Defining my cutscene language using ANTLRs grammar was straight forward. You can see the full language specification below. This might look intimidating at first, especially if you aren’t used to working with grammars, but it’s actually pretty simple. The highlighted area contains the ‘important bits’ as it defines all the keyword for the language.
I then used ANTLR to generate a C#-based parser for my cutscene language. ANTLR will automatically create an interface with handler methods for the keywords (and the rest of the grammar), so implementing a parser was as simple as implementing the interface. The following image shows the mapping between the grammar and (some of) the generated parser callback methods.
In addition to making it very convenient to parse cutscene scripts ANTLR also produces very helpful (syntax) errors if it provided cutsene isn’t valid. For example if a user forgets a semicolon ANTLR will generate a message describing the problem (missing ‘;’) and its location (line, column).
Generating the byte-code
The byte-code generation (aka the compilation step) is easily implemented by extracting the arguments for the keywords from the context that is passed into the ANTLR-generated handler methods. For example the ‘WalkActor’ statement is compiled by extracting the name and the target location of the actor from the parsing-context before encoding this information in the byte-code of the current co-routine. The code below shows an example.
Once the byte-code for all co-routines is created the final executable is produced by combining the byte-code of all used co-routines into an executable. This so called linking step is very complicated for a general-purpose language like C++, but thankfully that isn’t the case for my simple cutscene language. In fact the most complicated aspect of the linking step is to compute the correct start address for ‘StartRoutine’ calls.
At this stage the compiler also makes sure that the script only uses actors that are created and a error will be printed if that isn’t the case. The linker doesn’t currently reason about the order of execution, so it is still possible to cause a run-time error by using an actor before it is created.
Executing the byte-code
Obviously the main goal of designing a domain-specific language and writing a compiler for it is to execute the generated byte-code. In the context of my simple cutscene language this is actually pretty easy to do. The interpreter (aka virtual machine) simply iterates over all active co-routines and executes its commands until either a yield, return or blocking operation is encountered.

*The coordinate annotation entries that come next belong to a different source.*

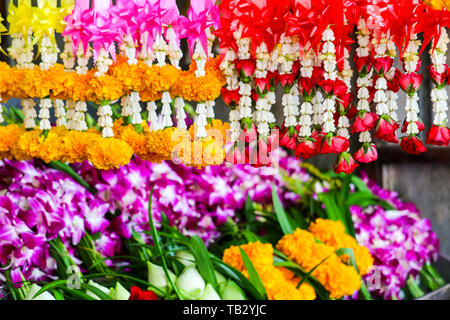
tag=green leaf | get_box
[351,175,372,193]
[424,263,446,287]
[50,161,97,195]
[419,267,439,291]
[319,192,342,221]
[406,276,425,299]
[52,290,65,300]
[274,258,331,300]
[33,280,67,298]
[81,283,113,300]
[239,247,267,297]
[10,107,24,123]
[148,188,184,300]
[272,184,295,234]
[191,236,218,291]
[211,256,265,300]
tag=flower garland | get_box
[426,28,450,146]
[0,120,229,170]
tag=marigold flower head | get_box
[39,127,67,163]
[0,124,24,153]
[277,229,361,298]
[86,137,133,170]
[14,128,42,160]
[223,241,316,300]
[63,130,101,163]
[308,219,374,275]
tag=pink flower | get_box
[353,143,378,163]
[427,125,450,147]
[399,72,423,94]
[334,152,359,174]
[400,136,427,154]
[352,112,379,133]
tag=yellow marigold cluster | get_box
[170,58,226,101]
[0,56,225,102]
[308,219,373,275]
[223,242,316,300]
[0,119,229,170]
[277,229,361,299]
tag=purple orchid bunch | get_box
[350,175,439,299]
[0,151,308,283]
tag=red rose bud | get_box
[317,80,335,96]
[226,146,248,164]
[294,140,317,159]
[298,77,314,96]
[333,80,348,98]
[402,119,425,133]
[355,56,372,74]
[254,77,270,96]
[334,152,359,174]
[375,116,400,143]
[428,64,448,85]
[267,70,278,88]
[221,88,241,106]
[234,59,256,79]
[399,72,423,94]
[372,56,394,75]
[278,73,297,89]
[320,136,350,154]
[338,93,353,109]
[346,105,358,119]
[242,123,258,143]
[250,90,259,102]
[311,67,325,83]
[291,60,301,78]
[400,136,427,154]
[128,286,159,300]
[402,59,422,72]
[427,125,450,147]
[354,143,378,163]
[352,112,378,133]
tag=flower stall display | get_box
[0,0,450,300]
[0,0,450,173]
[0,154,442,300]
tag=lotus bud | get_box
[109,282,130,300]
[198,283,221,300]
[176,267,205,300]
[147,262,177,293]
[220,280,247,300]
[176,250,196,268]
[86,280,110,300]
[24,284,55,300]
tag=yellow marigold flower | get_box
[14,128,42,160]
[308,219,373,275]
[63,130,101,163]
[277,229,361,298]
[0,124,24,153]
[223,241,316,300]
[39,127,67,163]
[117,125,148,157]
[86,137,133,170]
[86,74,124,101]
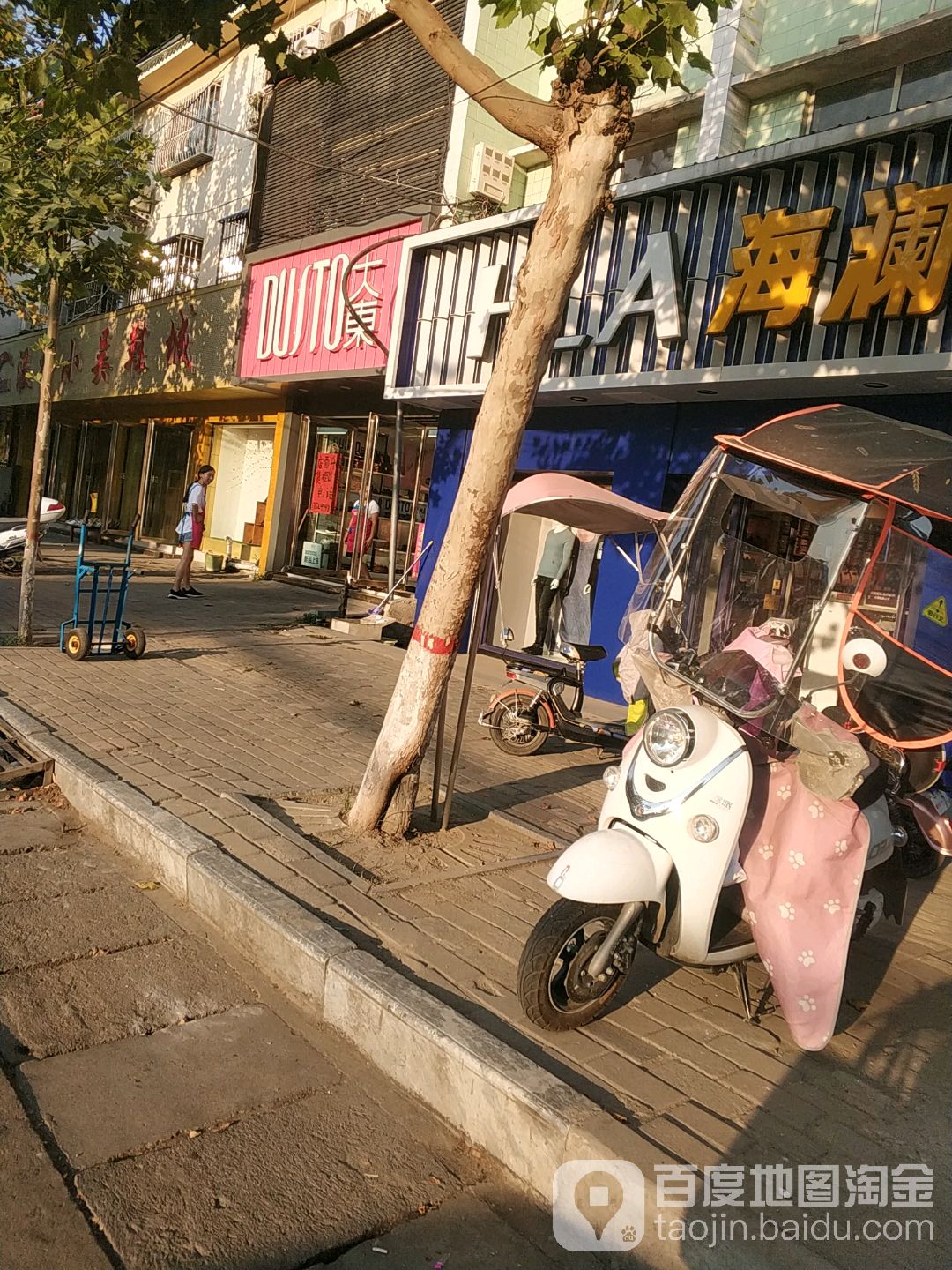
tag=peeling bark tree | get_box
[349,0,729,833]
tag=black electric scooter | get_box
[479,644,644,756]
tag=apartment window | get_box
[810,67,896,132]
[130,234,202,305]
[899,53,952,110]
[153,84,221,176]
[219,211,248,282]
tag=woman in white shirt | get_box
[169,464,214,600]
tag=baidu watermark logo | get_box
[552,1160,645,1252]
[552,1160,934,1252]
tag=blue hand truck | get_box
[60,517,146,661]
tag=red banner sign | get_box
[311,453,340,516]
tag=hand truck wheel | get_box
[122,626,146,656]
[63,626,93,661]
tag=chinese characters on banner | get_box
[311,453,340,516]
[124,318,148,375]
[707,183,952,335]
[165,309,191,370]
[93,326,113,384]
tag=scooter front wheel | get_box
[488,693,548,756]
[517,900,631,1031]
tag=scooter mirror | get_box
[843,638,886,679]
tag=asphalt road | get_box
[0,791,612,1270]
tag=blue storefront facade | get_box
[387,107,952,699]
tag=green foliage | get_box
[0,0,162,321]
[480,0,733,93]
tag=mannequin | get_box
[344,497,380,582]
[523,520,575,656]
[562,529,600,644]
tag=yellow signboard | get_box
[923,595,948,626]
[707,182,952,335]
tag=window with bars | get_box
[130,234,202,305]
[155,84,221,176]
[219,211,248,282]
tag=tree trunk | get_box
[349,87,631,833]
[17,277,60,644]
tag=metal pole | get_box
[430,692,447,825]
[441,561,495,829]
[350,412,380,586]
[387,401,404,591]
[404,428,427,579]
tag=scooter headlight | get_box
[645,710,695,767]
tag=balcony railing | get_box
[130,234,202,305]
[63,287,126,323]
[155,84,221,176]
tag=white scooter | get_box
[518,705,903,1031]
[0,497,66,572]
[518,407,952,1049]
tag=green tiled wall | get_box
[745,89,808,150]
[674,116,701,168]
[758,0,952,67]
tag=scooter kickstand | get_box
[731,961,754,1024]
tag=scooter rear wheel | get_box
[517,900,626,1031]
[488,693,548,757]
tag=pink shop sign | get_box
[239,221,420,378]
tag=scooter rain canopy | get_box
[718,405,952,520]
[502,473,667,534]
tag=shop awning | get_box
[716,408,952,520]
[502,473,667,534]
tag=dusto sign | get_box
[239,221,420,380]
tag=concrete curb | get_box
[0,698,802,1270]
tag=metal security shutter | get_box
[254,0,465,249]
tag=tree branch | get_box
[387,0,560,153]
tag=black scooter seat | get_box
[559,644,608,661]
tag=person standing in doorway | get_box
[169,464,214,600]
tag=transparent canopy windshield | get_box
[628,456,867,718]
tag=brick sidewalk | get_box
[0,619,952,1266]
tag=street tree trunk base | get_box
[382,754,423,838]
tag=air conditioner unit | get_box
[470,141,516,203]
[291,26,330,57]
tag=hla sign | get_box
[465,183,952,358]
[465,231,684,358]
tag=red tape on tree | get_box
[413,626,456,656]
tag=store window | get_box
[810,67,896,132]
[208,423,274,557]
[142,423,193,533]
[482,473,612,661]
[288,418,436,589]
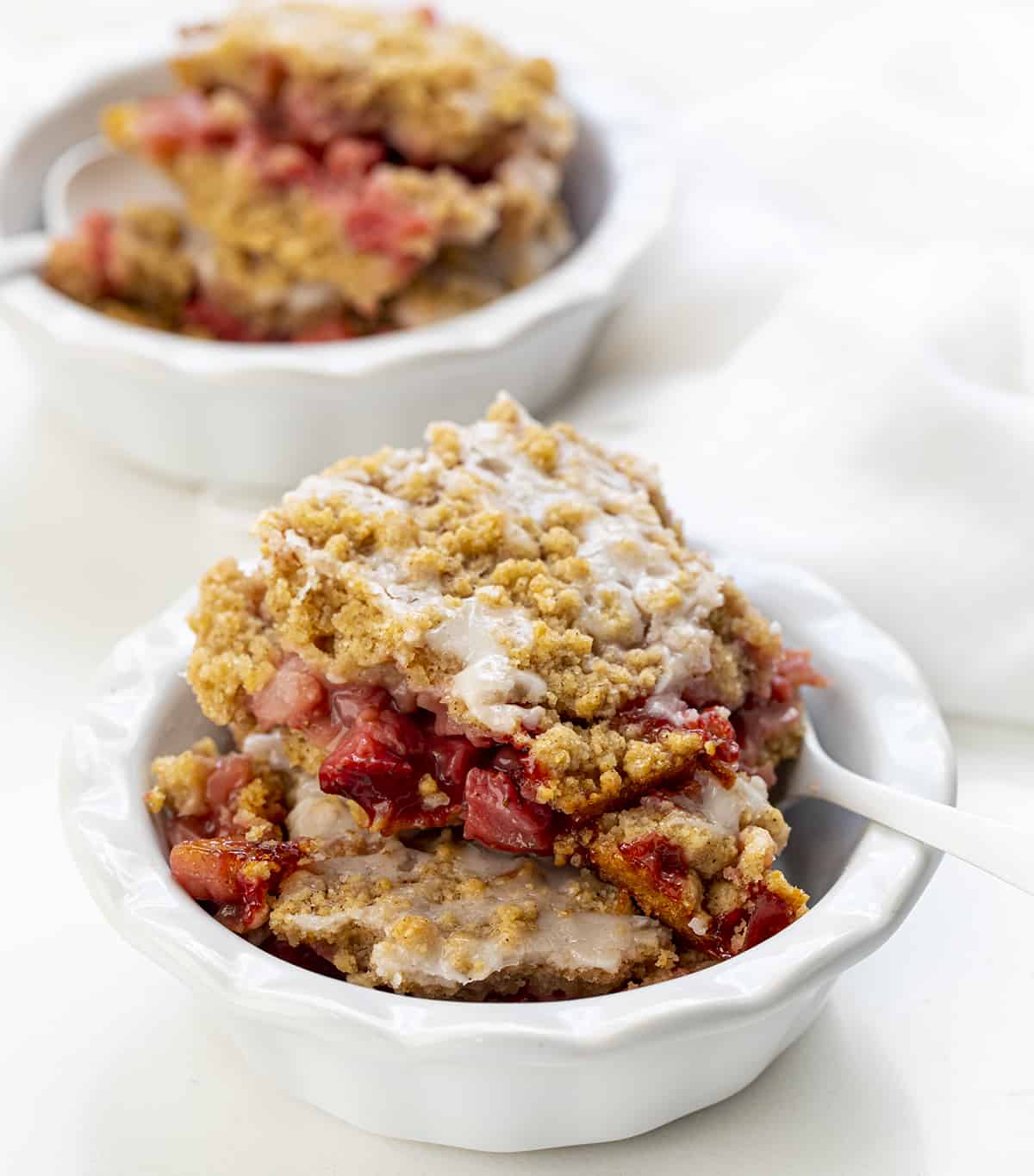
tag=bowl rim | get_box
[60,555,956,1061]
[0,27,676,381]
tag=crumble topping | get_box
[174,3,574,165]
[44,3,576,342]
[230,396,780,812]
[583,771,808,958]
[165,395,825,999]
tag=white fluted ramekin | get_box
[0,33,674,487]
[61,558,956,1151]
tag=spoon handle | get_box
[794,747,1034,893]
[0,233,49,281]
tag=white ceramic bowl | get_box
[0,34,674,486]
[61,550,956,1151]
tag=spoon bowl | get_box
[42,135,183,236]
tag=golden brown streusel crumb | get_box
[187,560,279,728]
[582,777,808,957]
[226,397,780,815]
[144,737,288,842]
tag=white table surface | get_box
[0,0,1034,1176]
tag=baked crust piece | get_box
[152,735,681,999]
[174,3,574,171]
[583,771,808,958]
[188,396,781,818]
[46,3,576,342]
[169,396,822,968]
[270,834,676,999]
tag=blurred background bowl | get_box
[0,38,674,488]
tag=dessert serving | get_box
[147,396,822,999]
[45,3,576,342]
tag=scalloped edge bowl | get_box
[60,557,956,1151]
[0,32,676,487]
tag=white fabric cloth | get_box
[574,3,1034,723]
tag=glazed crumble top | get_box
[576,771,808,958]
[173,3,574,171]
[45,3,576,342]
[165,396,824,983]
[190,397,781,815]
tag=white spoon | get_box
[785,719,1034,893]
[0,135,183,281]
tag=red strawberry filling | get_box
[168,837,306,932]
[708,888,794,958]
[138,86,433,266]
[464,768,558,856]
[733,649,827,786]
[618,832,689,902]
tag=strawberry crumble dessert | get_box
[147,395,825,999]
[45,3,576,342]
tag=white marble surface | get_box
[0,0,1034,1176]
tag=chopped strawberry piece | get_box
[252,53,287,103]
[705,888,794,958]
[184,294,269,344]
[770,649,829,702]
[251,654,328,731]
[427,735,481,795]
[618,832,689,901]
[138,90,239,160]
[744,890,794,951]
[345,184,431,258]
[323,135,384,180]
[464,768,554,855]
[255,144,319,184]
[205,753,252,808]
[170,838,307,932]
[78,209,115,294]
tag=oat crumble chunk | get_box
[179,396,821,958]
[153,734,682,999]
[46,3,576,342]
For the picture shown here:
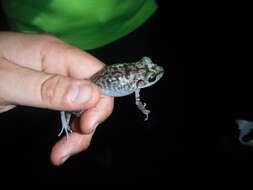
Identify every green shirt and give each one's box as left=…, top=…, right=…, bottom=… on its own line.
left=3, top=0, right=157, bottom=49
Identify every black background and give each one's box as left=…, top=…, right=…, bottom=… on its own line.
left=0, top=1, right=182, bottom=184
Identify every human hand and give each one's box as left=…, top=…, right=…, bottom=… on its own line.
left=0, top=32, right=113, bottom=165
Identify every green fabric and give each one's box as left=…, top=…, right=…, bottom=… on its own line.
left=3, top=0, right=157, bottom=49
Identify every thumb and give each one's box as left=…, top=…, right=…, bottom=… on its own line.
left=0, top=59, right=99, bottom=111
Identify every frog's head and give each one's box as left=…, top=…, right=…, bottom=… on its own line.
left=137, top=57, right=164, bottom=88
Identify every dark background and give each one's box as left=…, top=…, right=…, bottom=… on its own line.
left=0, top=1, right=183, bottom=184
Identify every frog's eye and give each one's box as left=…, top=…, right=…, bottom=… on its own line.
left=148, top=76, right=156, bottom=82
left=137, top=80, right=145, bottom=87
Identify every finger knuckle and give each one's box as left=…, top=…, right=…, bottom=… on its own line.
left=41, top=75, right=61, bottom=104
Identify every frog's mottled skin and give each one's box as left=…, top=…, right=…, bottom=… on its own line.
left=59, top=57, right=164, bottom=138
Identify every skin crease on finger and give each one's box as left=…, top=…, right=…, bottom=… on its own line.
left=0, top=32, right=113, bottom=165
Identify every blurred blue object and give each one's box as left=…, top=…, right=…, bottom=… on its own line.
left=236, top=120, right=253, bottom=147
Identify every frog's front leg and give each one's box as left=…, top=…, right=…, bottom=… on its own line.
left=135, top=89, right=150, bottom=121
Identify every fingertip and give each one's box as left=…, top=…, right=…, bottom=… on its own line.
left=50, top=132, right=93, bottom=166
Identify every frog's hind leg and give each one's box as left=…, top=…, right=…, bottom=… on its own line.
left=58, top=111, right=72, bottom=138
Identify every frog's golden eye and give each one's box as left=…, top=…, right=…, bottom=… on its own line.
left=137, top=80, right=145, bottom=87
left=148, top=76, right=156, bottom=82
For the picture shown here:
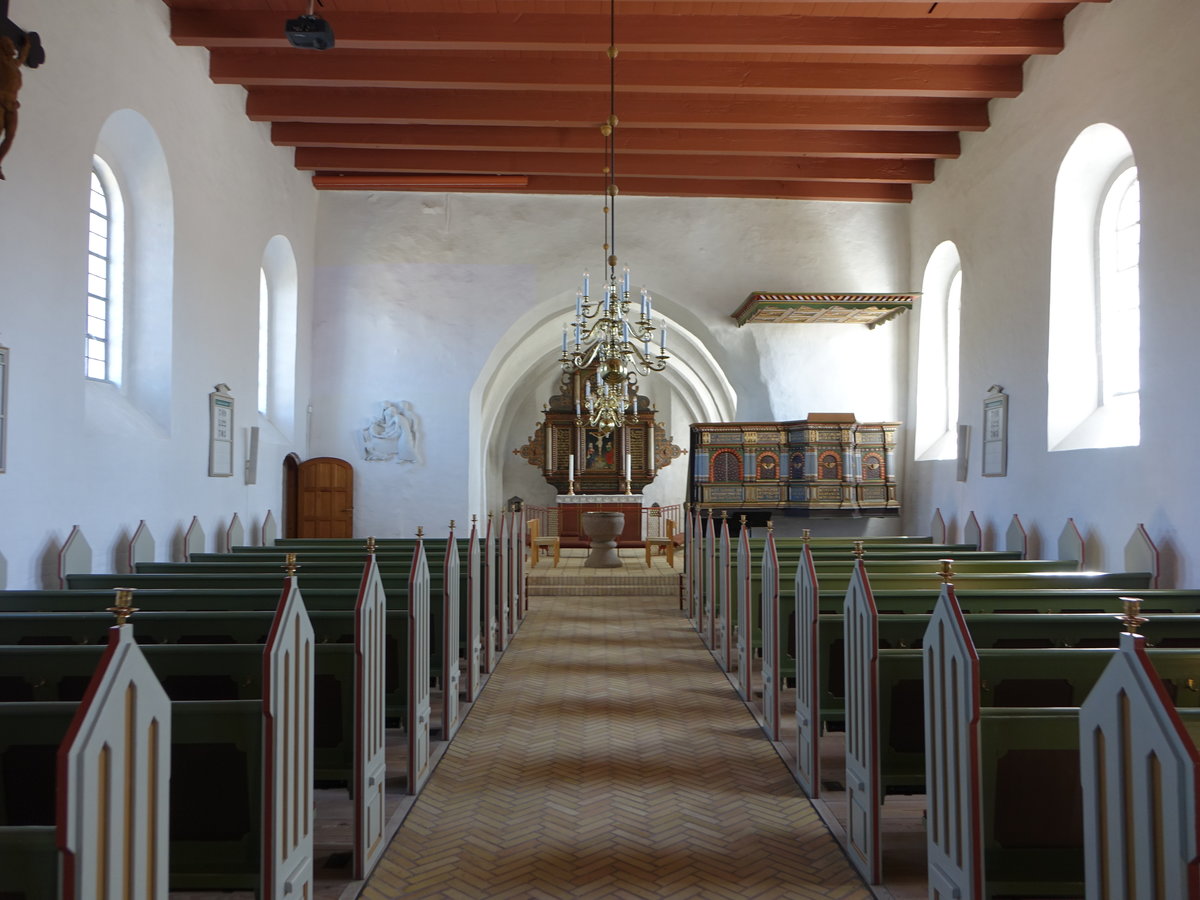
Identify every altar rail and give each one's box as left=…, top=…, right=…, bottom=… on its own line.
left=524, top=503, right=683, bottom=540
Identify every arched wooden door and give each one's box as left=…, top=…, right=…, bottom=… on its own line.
left=295, top=456, right=354, bottom=538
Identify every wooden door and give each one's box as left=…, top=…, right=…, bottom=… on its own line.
left=295, top=456, right=354, bottom=538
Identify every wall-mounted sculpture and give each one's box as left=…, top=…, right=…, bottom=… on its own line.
left=358, top=400, right=420, bottom=463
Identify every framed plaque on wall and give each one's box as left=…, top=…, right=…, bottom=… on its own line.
left=209, top=384, right=233, bottom=478
left=0, top=347, right=8, bottom=474
left=983, top=384, right=1008, bottom=476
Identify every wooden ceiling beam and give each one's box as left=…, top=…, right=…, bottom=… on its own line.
left=170, top=8, right=1063, bottom=56
left=209, top=48, right=1022, bottom=98
left=313, top=173, right=912, bottom=203
left=246, top=88, right=988, bottom=131
left=295, top=148, right=934, bottom=187
left=271, top=122, right=960, bottom=160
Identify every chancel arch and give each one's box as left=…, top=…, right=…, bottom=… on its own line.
left=468, top=288, right=737, bottom=509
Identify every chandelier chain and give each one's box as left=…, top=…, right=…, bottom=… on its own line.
left=560, top=0, right=668, bottom=433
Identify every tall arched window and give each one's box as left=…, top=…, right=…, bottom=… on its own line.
left=258, top=269, right=271, bottom=415
left=913, top=241, right=962, bottom=460
left=258, top=234, right=300, bottom=436
left=1096, top=166, right=1141, bottom=404
left=84, top=156, right=125, bottom=384
left=1046, top=124, right=1141, bottom=450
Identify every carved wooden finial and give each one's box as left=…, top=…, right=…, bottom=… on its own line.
left=1117, top=596, right=1150, bottom=635
left=937, top=559, right=954, bottom=584
left=108, top=588, right=138, bottom=628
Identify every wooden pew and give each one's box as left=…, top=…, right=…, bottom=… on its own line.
left=1079, top=612, right=1200, bottom=900
left=749, top=542, right=1150, bottom=748
left=923, top=586, right=1200, bottom=898
left=258, top=514, right=492, bottom=686
left=67, top=529, right=462, bottom=740
left=0, top=577, right=314, bottom=898
left=713, top=516, right=737, bottom=672
left=0, top=624, right=172, bottom=900
left=830, top=564, right=1200, bottom=883
left=734, top=516, right=754, bottom=703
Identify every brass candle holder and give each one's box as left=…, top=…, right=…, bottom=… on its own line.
left=108, top=588, right=138, bottom=628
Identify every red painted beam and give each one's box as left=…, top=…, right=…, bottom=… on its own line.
left=295, top=148, right=934, bottom=186
left=170, top=8, right=1063, bottom=56
left=246, top=88, right=988, bottom=132
left=209, top=48, right=1022, bottom=98
left=271, top=122, right=959, bottom=160
left=313, top=173, right=912, bottom=203
left=312, top=173, right=529, bottom=191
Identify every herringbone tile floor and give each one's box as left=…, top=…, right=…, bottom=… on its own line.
left=361, top=580, right=871, bottom=900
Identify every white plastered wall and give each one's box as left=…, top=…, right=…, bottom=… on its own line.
left=0, top=0, right=317, bottom=588
left=905, top=0, right=1200, bottom=586
left=312, top=193, right=911, bottom=534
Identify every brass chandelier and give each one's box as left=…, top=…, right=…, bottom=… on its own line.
left=559, top=0, right=667, bottom=434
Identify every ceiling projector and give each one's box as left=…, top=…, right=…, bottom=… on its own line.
left=283, top=14, right=334, bottom=50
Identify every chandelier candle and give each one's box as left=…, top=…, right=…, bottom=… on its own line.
left=559, top=0, right=667, bottom=439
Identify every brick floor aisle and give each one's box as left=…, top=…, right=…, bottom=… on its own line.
left=361, top=596, right=871, bottom=900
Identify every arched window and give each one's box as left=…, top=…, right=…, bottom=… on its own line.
left=914, top=241, right=962, bottom=460
left=1046, top=124, right=1141, bottom=450
left=84, top=156, right=125, bottom=384
left=258, top=269, right=271, bottom=415
left=1096, top=166, right=1141, bottom=403
left=84, top=109, right=175, bottom=433
left=258, top=234, right=300, bottom=436
left=710, top=450, right=742, bottom=481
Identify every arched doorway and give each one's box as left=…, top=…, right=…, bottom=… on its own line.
left=283, top=454, right=354, bottom=538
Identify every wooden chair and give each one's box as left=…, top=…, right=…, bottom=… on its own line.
left=646, top=518, right=676, bottom=569
left=526, top=518, right=559, bottom=568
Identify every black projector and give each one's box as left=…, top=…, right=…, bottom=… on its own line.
left=284, top=16, right=334, bottom=50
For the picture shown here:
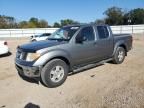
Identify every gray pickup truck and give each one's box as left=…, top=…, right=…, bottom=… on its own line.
left=15, top=24, right=133, bottom=87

Blocking operations won’t move the program counter (PC) until the command is completed. Most of these operations use local (per co-routine) registers to store the state of the command. For example the ‘Wait’ operation stores the elapsed time (in milliseconds) in register A. Once the value in the register is equal or larger to the specified wait duration the command is marked as completed and the PC is moved to the next operation.
As long as there is at least one co-routine that is still active the ‘renderer’ iterates of the current actors and draws their currently active animation frame along with all visible text instances. Once all co-routines encounter a return operation the cutscene has ended.
Conclusion
My takeaway from this project is that designing and implementing a simple domain-specific language is actually not that hard and certainly a lot of fun. Using ANTLR to generate the parser for the language has convinced me of the benefits of defining data formally using a grammar (or schema). I don’t even want to know how much time I spent writing parsers during my career.
I’ll probably never design and implement a programming language in my professional life (and I think that’s for the best), but I’ll certainly experiment with the idea of using a grammar to define asset files in the future. Hopefully I’ll never have to write another parser again!